If it in fact is a calcium build up. My advice would be to empty the tank of how ever much water you need to in order to get to these spots and rub half a lemon over the affecterd areas then wipe clean, the acidic lemon juice does wonders on calcium build up. This has worked great for me when cleaning old tanks i have aquired second hand. 

Tristan.


----------



## Morainy (Apr 21, 2010)

Is the tank glass or is it acrylic? If it's acrylic, then it could be slightly abraded. If it's glass, it's probably minerals, as tristan says.


----------



## Build magazine (Apr 3, 2011)

Its a glass aquarium, thanks for the advise I'm going yo give that a try.

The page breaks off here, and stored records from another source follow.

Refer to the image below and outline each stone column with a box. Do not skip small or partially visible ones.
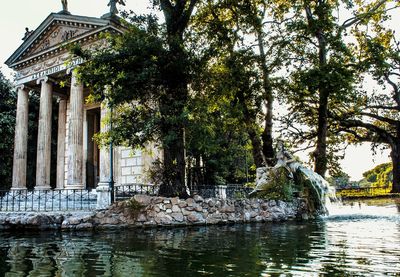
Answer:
[57,98,67,189]
[96,103,111,209]
[98,103,110,187]
[12,86,29,189]
[66,70,84,189]
[35,77,53,190]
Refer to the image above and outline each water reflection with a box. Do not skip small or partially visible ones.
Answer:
[0,198,400,276]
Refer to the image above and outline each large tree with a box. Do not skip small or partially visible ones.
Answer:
[286,0,386,176]
[332,16,400,190]
[195,0,288,167]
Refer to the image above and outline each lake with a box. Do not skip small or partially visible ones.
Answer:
[0,199,400,276]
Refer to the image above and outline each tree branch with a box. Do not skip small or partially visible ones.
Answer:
[340,0,387,30]
[360,112,398,125]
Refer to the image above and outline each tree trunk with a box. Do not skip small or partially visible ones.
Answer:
[313,24,329,177]
[257,29,275,166]
[247,126,266,168]
[160,36,188,198]
[313,89,329,177]
[390,138,400,193]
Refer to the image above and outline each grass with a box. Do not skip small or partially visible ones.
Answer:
[336,187,400,199]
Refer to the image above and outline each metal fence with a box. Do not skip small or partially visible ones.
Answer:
[0,184,252,212]
[0,189,97,212]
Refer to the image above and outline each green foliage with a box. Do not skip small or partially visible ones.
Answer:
[363,163,393,187]
[124,198,145,219]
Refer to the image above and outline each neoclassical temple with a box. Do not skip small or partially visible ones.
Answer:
[6,0,153,190]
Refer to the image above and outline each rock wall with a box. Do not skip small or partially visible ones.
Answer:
[0,195,308,230]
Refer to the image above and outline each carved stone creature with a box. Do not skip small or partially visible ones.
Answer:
[250,141,335,214]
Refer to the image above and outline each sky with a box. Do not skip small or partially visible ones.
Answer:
[0,0,392,180]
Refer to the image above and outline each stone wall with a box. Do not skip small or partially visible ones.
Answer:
[0,195,307,230]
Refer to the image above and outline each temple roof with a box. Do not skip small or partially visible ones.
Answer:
[5,12,124,69]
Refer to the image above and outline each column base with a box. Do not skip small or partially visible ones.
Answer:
[10,185,27,190]
[96,182,112,210]
[63,184,85,189]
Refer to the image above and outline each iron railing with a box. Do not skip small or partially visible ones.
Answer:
[0,189,97,212]
[0,184,252,212]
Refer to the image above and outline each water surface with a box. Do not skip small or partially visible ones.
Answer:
[0,197,400,276]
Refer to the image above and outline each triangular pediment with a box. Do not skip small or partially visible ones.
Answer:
[21,23,94,58]
[6,13,117,67]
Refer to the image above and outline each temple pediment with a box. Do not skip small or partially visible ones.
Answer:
[6,13,120,69]
[21,23,94,58]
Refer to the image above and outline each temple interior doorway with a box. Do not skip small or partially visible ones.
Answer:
[86,108,100,189]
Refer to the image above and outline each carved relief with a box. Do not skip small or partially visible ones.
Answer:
[17,39,103,80]
[24,26,91,57]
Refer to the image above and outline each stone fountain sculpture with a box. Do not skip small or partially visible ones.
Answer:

I'll post my results after


----------



## Morainy (Apr 21, 2010)

If the lemon juice isn't strong enough to clear the deposits off a saltwater aquarium, you can try the tips in this article: Getting Salt Creep Off Your Glass Aquarium

I hope that your tank is sparkling in no time. Elbow grease should pay off!


----------



## neven (May 15, 2010)

mr clean magic erasers do wonders aswell, the original ones, not generic brand, no cleaner added type.


----------



## gklaw (May 31, 2010)

Love the magical magic eraser ! Have not try that on calcium build-up on glass yet. I will be super amazed if that works. Did wiped off some dried up scum with ease for me.


----------



## katienaha (May 9, 2010)

i have always known that if setting up a used aquarium, clean it up with plain vinegar before filling as it cleans up the mineral buildups.


----------



## Build magazine (Apr 3, 2011)

The lemon didn't work, I tried a few times. Each time Iused the lemon it looked clean but after wiping it off it went back to white grr lol. Hmm now what? Any other suggestions? Its currently running so nothing to harsh.


----------



## katienaha (May 9, 2010)

Maybe fill the water to the top? seems your water level is not to the top if it is running and you see dry glass. I always have evaporation and theres always hard water buildup, and I just use my mag-cleaner once in a while.. but that usually means I need to do a water change and top up.


----------



## couch (Apr 22, 2010)

Magic Erasers (Original) - these will remove almost anything and it can be used on plexiglass as well. These are also safe to use in tanks that have fish in them.


----------